El autor permanece anónimo y, aunque la familia siempre lo atribuyó a una maestra de dibujo de su hija, no se descarta que haya sido la misma Mercedes quien envolvió al héroe en la bandera argentina, ajustando la iconografía de la independencia a una estética más moderna, más romántica, más afín a los retratos napoleónicos. San Martín lo prefería, y lo había colgado en Boulogne Sur Mer. Su nieta lo donó al Museo Histórico Nacional junto con el resto de su dormitorio y un croquis para que la distribución de los objetos reprodujera el ambiente original. De este modo, el héroe y sus descendientes administraron la posteridad.
Otro derrotero interesante es el de Artigas en el puente de la Ciudadela, de Juan Manuel Blanes (1830-1901). Desconocido hasta 1908, cuando las obras que habían quedado en el taller del artista en Italia llegaron a Uruguay, la que se consideró una “invención” de Blanes es hoy la imagen que prevalece del héroe oriental. Para realizarla el pintor ignoró la única imagen considerada verdadera: un retrato de Artigas en el exilio paraguayo realizada por Alfred Demersay, quien lo consideraba un tirano sanguinario y lo había retratado en la vejez.
Blanes planteó una fisonomía acorde a las ideas que quería expresar, representando a Artigas como un héroe moderno, de expresión severa, vestido con uniforme simple y poncho, con el sol del amanecer sobre su cabeza y parado sobre el puente levadizo de la ciudad de Montevideo que ya nunca volvería a cerrarse.
El pintor nunca consideró la obra por terminada ni la dio a conocer; quizás imaginó el debate encarnizado que terminaría provocando. Pero el poder de la imagen terminó imponiéndose y, para las celebraciones del Centenario de Artigas en 1950 ya se había convertido, de modo indisputable, en “un lugar de memoria”.
Malosetti Costa dedica varias páginas a los retratos de Belgrano y a la vida y la iconografía de Juana Azurduy. Su análisis de “la inclasificable” es muy agudo: la figura simbólica del héroe militar no admitió versión femenina, por lo que la representación de Juana osciló entre el retrato de mujer vieja con pecho plano y charreteras y el de la amazona elegante que monta a la inglesa; o una Marianne del siglo XIX, modelo de la muy reciente escultura monumental de Andrés Zerneri (2015), una nueva versión de La libertad guía al pueblo de Delacroix.
Es también fascinante la historia del retrato de la chilena Javiera Carrera, custodiando la memoria del hermano muerto en un daguerrotipo de composición excepcional: posó, viuda y vieja, sosteniendo un retrato miniado de su hermano, fusilado 30 años antes, en una escena a la que bien le cabe la famosa frase “ni olvido ni perdón”.

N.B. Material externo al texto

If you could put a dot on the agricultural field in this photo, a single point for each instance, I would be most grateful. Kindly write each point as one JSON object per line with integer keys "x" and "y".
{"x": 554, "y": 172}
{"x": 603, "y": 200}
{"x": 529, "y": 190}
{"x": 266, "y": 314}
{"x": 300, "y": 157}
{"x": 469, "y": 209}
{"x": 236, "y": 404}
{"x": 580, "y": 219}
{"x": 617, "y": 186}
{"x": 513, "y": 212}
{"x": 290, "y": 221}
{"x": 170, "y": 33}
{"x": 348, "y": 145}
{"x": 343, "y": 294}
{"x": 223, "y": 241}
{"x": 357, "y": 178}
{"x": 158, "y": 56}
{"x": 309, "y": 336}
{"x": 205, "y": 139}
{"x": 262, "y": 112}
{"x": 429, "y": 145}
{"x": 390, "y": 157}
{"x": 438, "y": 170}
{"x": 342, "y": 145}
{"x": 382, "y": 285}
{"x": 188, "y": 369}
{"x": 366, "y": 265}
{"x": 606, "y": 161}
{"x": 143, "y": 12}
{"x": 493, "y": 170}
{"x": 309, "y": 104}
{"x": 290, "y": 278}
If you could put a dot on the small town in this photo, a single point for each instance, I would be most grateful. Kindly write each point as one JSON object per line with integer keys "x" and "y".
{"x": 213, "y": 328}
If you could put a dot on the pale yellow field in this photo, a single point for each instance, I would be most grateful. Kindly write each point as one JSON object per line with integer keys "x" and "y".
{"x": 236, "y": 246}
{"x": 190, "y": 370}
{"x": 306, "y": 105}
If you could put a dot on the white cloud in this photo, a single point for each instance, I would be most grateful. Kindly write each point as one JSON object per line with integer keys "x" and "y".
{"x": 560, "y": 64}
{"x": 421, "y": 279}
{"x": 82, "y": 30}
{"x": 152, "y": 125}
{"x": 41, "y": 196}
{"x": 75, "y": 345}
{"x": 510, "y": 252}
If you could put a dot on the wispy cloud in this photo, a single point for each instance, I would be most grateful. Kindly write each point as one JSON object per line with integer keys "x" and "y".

Precisamente con la aparición de la fotografía Malosetti Costa cierra el libro, analizando vida y retratos del dandy Lucio V. Mansilla para luego sobrevolar sobre dos íconos del siglo XX: Evita y el Che. Pintura o fotografía, Malosetti se toma la banalización de las obras de arte con mucho respeto, y las incorpora como documentos históricos de alto voltaje por su poder de conmover, de persuadir, de educar la sensibilidad, y de viajar en el tiempo.